OpenAI's Sam Altman: This Is the Most Valuable Skill in the Age of AI

Some talk about super intelligence, AI personal assistants for all, and a world free of want. Others warn of the robot apocalypse. A few even argue that the potential of current AI models is overblown. But what just about everyone can agree on is that sometime quite soon, AI will fundamentally change how we live and work.


How should we entrepreneurs best prepare ourselves (and our kids)? That’s another question experts haven’t been shy about taking a stab at. Many suggest we hone the fundamentally human skills that machines still struggle to replicate – things like adaptability, empathy, and interacting with the physical world. 


But when asked for his opinion on a recent episode of Adam Grant’s Re:Thinking podcast, Sam Altman – CEO of OpenAI, the company behind ChatGPT – mentioned a different skill as the most important one to cultivate if you want to thrive in an AI-filled world. 


“Eventually, I think the whole economy transforms,” he predicts. But don’t worry too much that a robot will steal everyone’s jobs. “We always find new jobs, even though every time we stare at a new technology, we assume they’re all gonna go away,” he continues. 


How to best prepare for this economic transformation is a conversation he has a personal stake in. Altman’s professional and financial future is clearly assured. But he and his husband are expecting a child soon. What skills does he think his future child needs to focus on to thrive in this AI-filled future? 


“There will be a kind of ability we still really value, but it will not be raw, intellectual horsepower to the same degree,” Altman believes. So if sheer IQ isn’t the key to future success, what is? “Figuring out what questions to ask will be more important than figuring out the answer,” he says. 


And he doesn’t just mean asking AI better questions. “The prompting tricks that a lot of people were using in 2023 are no longer relevant, and some of them are never gonna be necessary again,” Altman claims later in the episode. 
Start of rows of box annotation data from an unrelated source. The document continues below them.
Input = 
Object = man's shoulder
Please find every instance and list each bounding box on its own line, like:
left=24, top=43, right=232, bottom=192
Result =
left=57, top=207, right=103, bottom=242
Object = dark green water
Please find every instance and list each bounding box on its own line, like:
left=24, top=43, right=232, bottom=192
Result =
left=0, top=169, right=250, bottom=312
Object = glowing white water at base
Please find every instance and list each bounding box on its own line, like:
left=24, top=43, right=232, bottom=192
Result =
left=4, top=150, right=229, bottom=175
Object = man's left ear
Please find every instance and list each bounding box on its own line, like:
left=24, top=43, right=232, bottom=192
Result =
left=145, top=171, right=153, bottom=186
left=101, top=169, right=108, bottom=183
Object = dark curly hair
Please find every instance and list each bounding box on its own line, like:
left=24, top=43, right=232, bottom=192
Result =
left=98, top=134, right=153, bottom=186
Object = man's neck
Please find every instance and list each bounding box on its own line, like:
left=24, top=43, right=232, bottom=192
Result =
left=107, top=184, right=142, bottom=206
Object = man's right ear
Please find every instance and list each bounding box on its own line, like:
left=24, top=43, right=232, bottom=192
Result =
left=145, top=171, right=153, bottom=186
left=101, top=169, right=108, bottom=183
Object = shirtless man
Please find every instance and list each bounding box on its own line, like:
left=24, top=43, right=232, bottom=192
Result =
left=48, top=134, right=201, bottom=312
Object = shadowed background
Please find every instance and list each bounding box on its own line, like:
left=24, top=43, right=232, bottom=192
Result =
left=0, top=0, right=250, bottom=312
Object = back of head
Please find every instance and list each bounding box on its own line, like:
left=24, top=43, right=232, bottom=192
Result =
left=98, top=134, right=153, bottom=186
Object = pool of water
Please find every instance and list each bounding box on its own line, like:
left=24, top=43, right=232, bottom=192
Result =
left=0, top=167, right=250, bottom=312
So what does Altman mean exactly when he says asking questions will be more important than answering them once AI becomes smarter than humans? The answer isn’t 100 percent clear, though Grant takes a stab at summarizing what Altman might be trying to say: 


“We used to put a premium on how much knowledge you had collected in your brain, and if you were a fact collector, that made you smart and respected. And now I think it’s much more valuable to be a connector of dots than a collector of facts that if you can synthesize and recognize patterns, you have an edge.” 


Back when Altman was in school, the OpenAI CEO responds, teachers tried to ban what they then called “the Google.” The thinking was, if you could just look up facts, then why bother memorizing them? Wouldn’t we all end up intellectually poorer in the long run? 


Now, looking around at the current moment in global affairs, I think it’s fair to ask whether those ‘90s teachers might have had a point about the internet’s potential effect on our collective intellect. I personally am not sure that facts are in greater rather than lesser supply today than back when I first encountered “the Google.” 


Nor am I sure that the tenor of the discussion or the problems we’re solving (or usually not solving) today are on some higher plane of human achievement. A few minutes on Twitter/X can really make you wonder. Though to be fair to Altman, AI is already powering incredible scientific, if not social, breakthroughs. 


But putting these objections aside for a moment, Altman is surely right that humans will never beat machines at recalling facts. What research (like this fun study that pitted AI against 4-year-olds) suggests we still excel at is looking at those facts in an unconventional light or pairing them with other unexpected facts, aka asking questions or connecting dots.


Which suggests that if Sam Altman wants his future child to thrive in a world of AI — or if any entrepreneur out there is hoping to prepare themselves or their offspring for the world of the future — focusing on exercising your creativite muscles is probably one smart way to go.